Prien – Gerade in den vergangenen Jahren hat sich die Sammlungstätigkeit vieler Museen radikal geändert. Galt es ursprünglich, alles zu sammeln, was historisch ist, so sind die Museen heute angehalten, nur das zu sammeln, was regional oder sammlungsgeschichtlich von Bedeutung ist. Inzwischen ist auch schon der Begriff „Entsammeln“ in den Raum gestellt worden, was bedeutet, dass Objekte, die nicht dem örtlichen Sammlungskonzept entsprechen, ausgeschieden und – im besten Fall – an andere Museen und Sammlungen abgegeben werden.

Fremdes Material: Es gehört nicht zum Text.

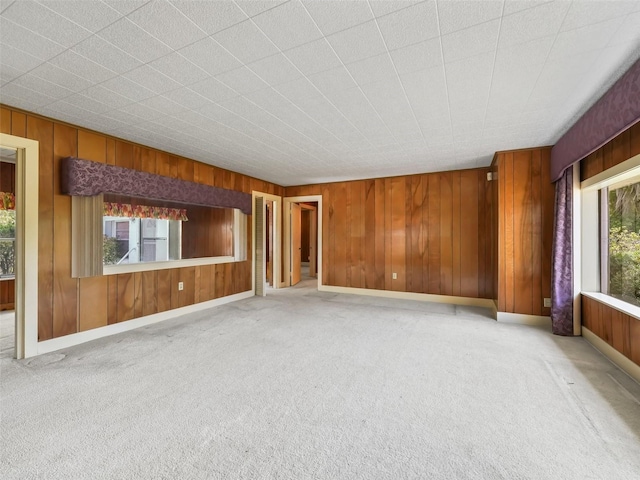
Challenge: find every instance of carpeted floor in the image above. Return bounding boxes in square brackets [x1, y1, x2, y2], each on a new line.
[0, 281, 640, 480]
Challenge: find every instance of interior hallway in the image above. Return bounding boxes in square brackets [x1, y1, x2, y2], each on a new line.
[0, 279, 640, 480]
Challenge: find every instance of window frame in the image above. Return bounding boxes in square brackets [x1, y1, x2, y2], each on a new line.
[579, 155, 640, 320]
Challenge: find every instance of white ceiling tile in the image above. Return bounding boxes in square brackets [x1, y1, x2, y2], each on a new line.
[0, 63, 24, 85]
[309, 67, 356, 95]
[252, 0, 322, 50]
[2, 0, 91, 48]
[82, 85, 132, 108]
[503, 0, 554, 15]
[38, 0, 122, 33]
[190, 78, 238, 102]
[98, 18, 171, 63]
[438, 0, 504, 35]
[391, 38, 443, 75]
[0, 14, 65, 60]
[14, 74, 73, 100]
[378, 0, 438, 50]
[120, 97, 169, 120]
[0, 45, 42, 74]
[369, 0, 423, 17]
[100, 0, 149, 15]
[30, 63, 93, 92]
[273, 77, 322, 103]
[71, 35, 142, 73]
[347, 53, 398, 85]
[500, 1, 571, 45]
[149, 52, 209, 85]
[138, 95, 188, 115]
[216, 67, 269, 95]
[0, 82, 57, 107]
[247, 53, 302, 85]
[49, 50, 117, 84]
[122, 65, 180, 94]
[560, 0, 638, 32]
[64, 94, 113, 114]
[607, 11, 640, 46]
[127, 0, 207, 50]
[212, 20, 278, 63]
[171, 0, 247, 35]
[496, 35, 556, 69]
[284, 38, 342, 75]
[235, 0, 286, 17]
[179, 38, 242, 75]
[304, 0, 373, 35]
[102, 77, 155, 102]
[442, 20, 500, 63]
[549, 17, 624, 61]
[326, 21, 387, 63]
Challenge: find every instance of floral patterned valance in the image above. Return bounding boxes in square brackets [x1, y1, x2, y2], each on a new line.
[0, 192, 16, 210]
[104, 202, 189, 222]
[61, 157, 251, 215]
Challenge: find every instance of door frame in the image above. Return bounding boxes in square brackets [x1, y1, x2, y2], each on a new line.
[284, 195, 322, 289]
[0, 133, 38, 359]
[251, 190, 285, 294]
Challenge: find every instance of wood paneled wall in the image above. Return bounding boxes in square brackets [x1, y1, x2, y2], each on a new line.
[582, 296, 640, 365]
[0, 106, 283, 341]
[0, 158, 16, 310]
[0, 162, 16, 193]
[493, 147, 554, 316]
[580, 123, 640, 180]
[285, 168, 492, 298]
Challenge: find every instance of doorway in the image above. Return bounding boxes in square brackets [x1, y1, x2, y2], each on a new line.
[284, 195, 322, 288]
[252, 191, 283, 296]
[0, 146, 17, 358]
[0, 133, 39, 359]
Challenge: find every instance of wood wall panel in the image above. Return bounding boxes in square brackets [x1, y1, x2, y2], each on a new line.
[0, 106, 284, 341]
[582, 296, 640, 365]
[580, 123, 640, 180]
[285, 169, 492, 298]
[491, 147, 554, 316]
[0, 280, 16, 311]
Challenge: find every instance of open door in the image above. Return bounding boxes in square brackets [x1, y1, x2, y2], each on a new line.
[291, 203, 302, 285]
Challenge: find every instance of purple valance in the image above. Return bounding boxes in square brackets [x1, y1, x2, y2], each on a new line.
[62, 157, 251, 215]
[551, 56, 640, 182]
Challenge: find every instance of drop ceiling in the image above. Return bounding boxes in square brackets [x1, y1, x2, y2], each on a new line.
[0, 0, 640, 186]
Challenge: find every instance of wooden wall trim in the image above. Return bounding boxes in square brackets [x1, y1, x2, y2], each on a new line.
[0, 105, 284, 342]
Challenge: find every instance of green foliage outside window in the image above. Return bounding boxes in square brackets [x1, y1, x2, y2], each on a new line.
[609, 183, 640, 305]
[0, 210, 16, 276]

Das neue Sammlungskonzept für die Kunstsammlung der Marktgemeinde Prien ist inzwischen so geregelt: Gesammelt werden Objekte und Dokumente zur Geschichte, Kulturgeschichte, Kirchengeschichte und Kunstgeschichte Priens und des westlichen Chiemgaus, der ehemaligen Herrschaften Wildenwart und Hohenaschau, sowie der Klöster Herrenchiemsee und Frauenchiemsee, zur Volkskunde des Chiemgaus, und zur Künstlerlandschaft Chiemsee, insbesondere der „Chiemseemaler“ vom 19. Jahrhundert bis in die Gegenwart.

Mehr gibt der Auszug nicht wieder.